Relevant log outputs (up to 20 lines):

“Dataset(4 experiments, space=‘mni152_2mm’)”

Screenshots / relevant information:

output

tsalo · January 27, 2023, 12:42pm

Can you try using the full Neurosynth IDs as strings?

ids = ["21568643-1", "26610651-1", "11087002-1", "18510438-1"]

dimitarnivanov · January 27, 2023, 1:25pm

Hi Taylor! Yes, that worked. Thank you so much.

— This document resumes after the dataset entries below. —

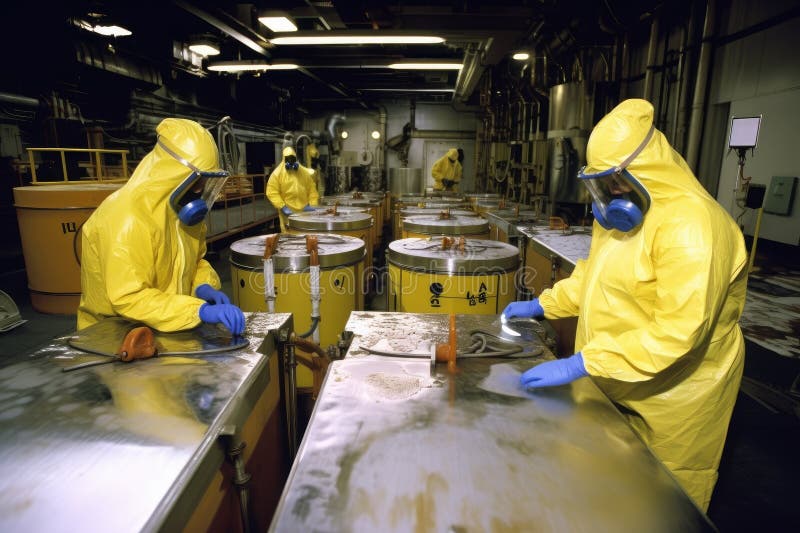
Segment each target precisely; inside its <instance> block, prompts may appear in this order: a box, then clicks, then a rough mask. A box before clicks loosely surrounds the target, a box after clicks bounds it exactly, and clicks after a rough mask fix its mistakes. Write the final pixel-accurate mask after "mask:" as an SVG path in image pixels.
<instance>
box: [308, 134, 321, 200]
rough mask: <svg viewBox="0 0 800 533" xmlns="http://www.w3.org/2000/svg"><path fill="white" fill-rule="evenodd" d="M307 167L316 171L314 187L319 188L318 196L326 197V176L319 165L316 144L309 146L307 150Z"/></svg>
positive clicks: (314, 171) (311, 169)
mask: <svg viewBox="0 0 800 533" xmlns="http://www.w3.org/2000/svg"><path fill="white" fill-rule="evenodd" d="M306 167H308V168H309V169H310V170H313V171H314V176H313V179H314V185H316V187H317V194H319V195H320V196H325V176H324V175H323V174H322V168H321V165H320V163H319V149H318V148H317V145H316V144H309V145H308V148H306Z"/></svg>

dimitarnivanov · January 28, 2023, 2:01pm

Hi Taylor,
On another note, when I am trying to initialize a meta analysis object and to fit it to my data, I receive a KeyError ‘sample_size’. I tried creating a kernel object despite the default to ALEKernel like so:

ale = nimare.meta.kernel.ALEKernel()

and then passing it as a key:

meta1 = nimare.meta.cbma.ale.ALE(kernel_transformer = ale, null_model="approximate")

but it did not change anything.

I also tried modifying the kernel object itself by passing different values for the key sample_size:

ale = nimare.meta.kernel.ALEKernel(sample_size = None)

but I am still getting an error.

I am not sure where exactly I should define the sample size. I tried the same code for a bigger dataset, because I assumed four studies might be too little, but the same error showed up.

tsalo · January 28, 2023, 3:07pm

The ALE kernel’s FWHM depends on the study’s sample size, so the ALEKernel object will attempt to extract experiment-wise sample sizes from the Dataset, which explains the failure. Given that you’re using the Neurosynth dataset, which doesn’t have sample size information, you can set a constant sample size to use across studies. That value can’t be None, because it still needs some way to determine the appropriate FWHM of the kernel, but it can be a reasonable sample size for the literature (e.g., 20 or 30). In that situation, you can just do what you did, except provide a number instead of None.

kernel = nimare.meta.kernel.ALEKernel(sample_size=20)
meta1 = nimare.meta.cbma.ALE(kernel_transformer=kernel, null_model="approximate")
meta_results1 = meta1.fit(test_dset)

Also, it’s a minor thing, but in the screen shot you shared, you called the Estimator object meta1, but you ran meta.fit, so I worry that you were fitting an old object, rather than the new one you provided the kernel to.

dimitarnivanov · January 28, 2023, 3:16pm

Thank you, the solution worked. The screenshot was to showcase the mistake; I just played with some test datasets and so I changed some variable names before running it. I appreciate the reminder.